Les grandes crises

Reconstruit par les racines : comment la vigne américaine a sauvé Bordeaux

Après le phylloxéra, Bordeaux fut replanté cep par cep sur racine américaine. Les impasses, la querelle du greffage et le 41 B qui vainquit la chlorose.

Le phylloxéra ne fut jamais guéri. C'est de ce fait que découle tout le reste.
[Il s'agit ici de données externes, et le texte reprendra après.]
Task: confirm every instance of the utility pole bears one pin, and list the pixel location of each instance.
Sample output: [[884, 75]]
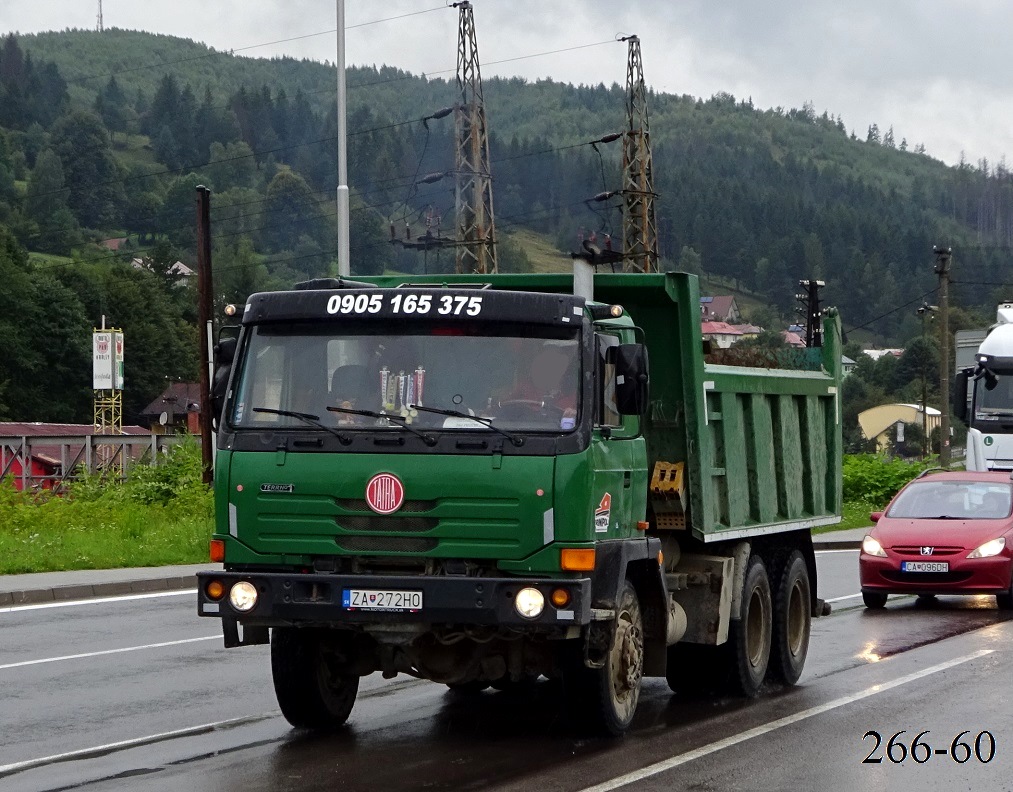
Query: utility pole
[[343, 252], [810, 302], [943, 255], [923, 313], [640, 223], [476, 242], [204, 290]]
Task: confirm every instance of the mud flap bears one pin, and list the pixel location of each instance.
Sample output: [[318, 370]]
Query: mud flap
[[252, 634]]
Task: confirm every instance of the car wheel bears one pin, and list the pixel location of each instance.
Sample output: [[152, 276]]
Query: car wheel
[[874, 600]]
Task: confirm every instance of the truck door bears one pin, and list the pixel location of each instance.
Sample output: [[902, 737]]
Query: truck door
[[619, 478]]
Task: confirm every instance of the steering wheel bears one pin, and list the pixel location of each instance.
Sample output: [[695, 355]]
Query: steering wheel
[[521, 407]]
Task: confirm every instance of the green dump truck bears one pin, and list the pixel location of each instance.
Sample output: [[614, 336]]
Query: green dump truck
[[479, 480]]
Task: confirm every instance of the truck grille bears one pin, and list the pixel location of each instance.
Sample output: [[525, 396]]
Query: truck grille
[[386, 544], [359, 504], [407, 525]]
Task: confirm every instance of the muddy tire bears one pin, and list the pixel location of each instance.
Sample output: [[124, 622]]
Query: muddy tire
[[874, 601], [751, 635], [604, 700], [311, 694], [470, 688], [792, 621]]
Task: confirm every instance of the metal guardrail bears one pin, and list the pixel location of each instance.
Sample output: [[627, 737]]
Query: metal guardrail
[[36, 462]]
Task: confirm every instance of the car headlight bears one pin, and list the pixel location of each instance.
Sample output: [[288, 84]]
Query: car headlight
[[872, 547], [529, 603], [242, 596], [989, 549]]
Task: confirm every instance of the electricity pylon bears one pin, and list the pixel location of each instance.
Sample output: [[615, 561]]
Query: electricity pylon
[[639, 221], [476, 248]]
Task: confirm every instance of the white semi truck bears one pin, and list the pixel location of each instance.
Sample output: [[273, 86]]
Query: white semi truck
[[983, 393]]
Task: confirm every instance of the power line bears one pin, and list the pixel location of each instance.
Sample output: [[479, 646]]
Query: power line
[[892, 311], [235, 50]]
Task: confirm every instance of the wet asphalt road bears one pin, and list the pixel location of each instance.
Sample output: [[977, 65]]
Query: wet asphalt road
[[206, 718]]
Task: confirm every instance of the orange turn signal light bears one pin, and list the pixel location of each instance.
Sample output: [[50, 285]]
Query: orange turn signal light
[[560, 598], [215, 589], [576, 559]]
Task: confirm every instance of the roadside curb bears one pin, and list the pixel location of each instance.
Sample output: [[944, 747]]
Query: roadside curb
[[849, 545], [86, 591]]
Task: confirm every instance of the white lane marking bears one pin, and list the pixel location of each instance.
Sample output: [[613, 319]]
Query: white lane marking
[[713, 747], [93, 601], [108, 747], [204, 728], [107, 651]]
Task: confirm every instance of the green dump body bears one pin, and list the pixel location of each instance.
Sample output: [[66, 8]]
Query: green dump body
[[762, 446]]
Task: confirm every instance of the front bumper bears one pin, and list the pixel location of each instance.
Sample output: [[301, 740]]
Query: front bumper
[[312, 599], [965, 575]]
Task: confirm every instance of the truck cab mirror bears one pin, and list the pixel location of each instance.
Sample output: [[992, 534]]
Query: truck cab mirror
[[631, 379], [959, 396], [225, 352]]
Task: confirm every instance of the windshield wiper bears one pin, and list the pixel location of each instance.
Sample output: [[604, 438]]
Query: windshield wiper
[[398, 419], [313, 420], [487, 422]]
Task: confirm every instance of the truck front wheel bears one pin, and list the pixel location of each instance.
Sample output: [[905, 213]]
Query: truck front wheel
[[792, 621], [312, 691], [750, 636], [607, 697]]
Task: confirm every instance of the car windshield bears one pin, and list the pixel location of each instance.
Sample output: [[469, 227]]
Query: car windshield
[[515, 378], [952, 499]]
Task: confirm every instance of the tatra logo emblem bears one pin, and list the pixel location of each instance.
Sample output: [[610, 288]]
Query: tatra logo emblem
[[384, 493]]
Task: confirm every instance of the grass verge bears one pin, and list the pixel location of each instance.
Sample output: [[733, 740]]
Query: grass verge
[[162, 516]]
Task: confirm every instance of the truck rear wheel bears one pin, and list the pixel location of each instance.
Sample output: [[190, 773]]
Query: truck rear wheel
[[312, 693], [750, 636], [606, 698], [792, 621]]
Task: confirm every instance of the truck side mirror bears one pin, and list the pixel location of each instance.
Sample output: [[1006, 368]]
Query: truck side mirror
[[631, 379], [959, 396], [225, 352]]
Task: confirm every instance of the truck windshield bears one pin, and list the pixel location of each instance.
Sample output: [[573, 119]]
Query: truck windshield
[[998, 401], [517, 378]]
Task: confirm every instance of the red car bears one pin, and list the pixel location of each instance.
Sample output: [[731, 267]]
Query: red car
[[943, 533]]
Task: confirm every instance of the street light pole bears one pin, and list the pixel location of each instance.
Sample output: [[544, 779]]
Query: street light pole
[[923, 312], [943, 255]]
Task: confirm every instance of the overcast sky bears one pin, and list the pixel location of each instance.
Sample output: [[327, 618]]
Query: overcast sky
[[940, 72]]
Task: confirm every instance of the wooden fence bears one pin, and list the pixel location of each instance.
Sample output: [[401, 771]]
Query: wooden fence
[[33, 462]]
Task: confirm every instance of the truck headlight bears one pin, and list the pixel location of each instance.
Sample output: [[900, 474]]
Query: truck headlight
[[243, 596], [989, 549], [529, 603]]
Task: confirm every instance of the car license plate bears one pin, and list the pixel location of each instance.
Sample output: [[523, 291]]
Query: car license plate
[[381, 600], [925, 566]]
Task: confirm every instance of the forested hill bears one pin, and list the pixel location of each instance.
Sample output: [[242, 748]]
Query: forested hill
[[103, 136]]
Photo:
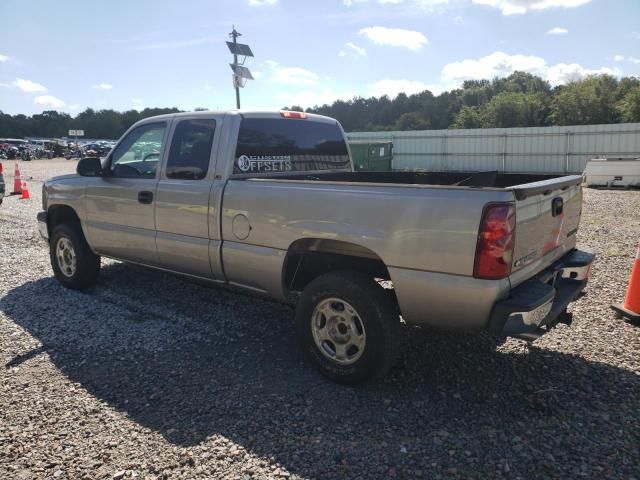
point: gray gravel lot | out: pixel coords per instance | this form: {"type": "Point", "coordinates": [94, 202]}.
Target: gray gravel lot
{"type": "Point", "coordinates": [153, 376]}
Une fois admis qu'on ne pouvait pas empoisonner l'insecte dans le sol, le vignoble français se trouva devant un choix sans option confortable : abandonner la vigne, ou la rebâtir, racine par racine, sur des fondations que le puceron ne pouvait détruire. Bordeaux choisit de rebâtir — et cette reconstruction, que les historiens nomment la reconstitution, fut le plus vaste chantier agricole que la région eût jamais entrepris. Elle changea non seulement la façon dont poussaient les vignes, mais les vignes elles-mêmes, et le vignoble qui occupe aujourd'hui la Gironde en est, rang après rang, le produit.

Les impasses

Avant que le greffage ne l'emporte, les vignerons passèrent vingt ans sur des remèdes qui échouèrent. Chacun marchait quelque part, pour quelqu'un — et c'est précisément pourquoi la querelle dura si longtemps.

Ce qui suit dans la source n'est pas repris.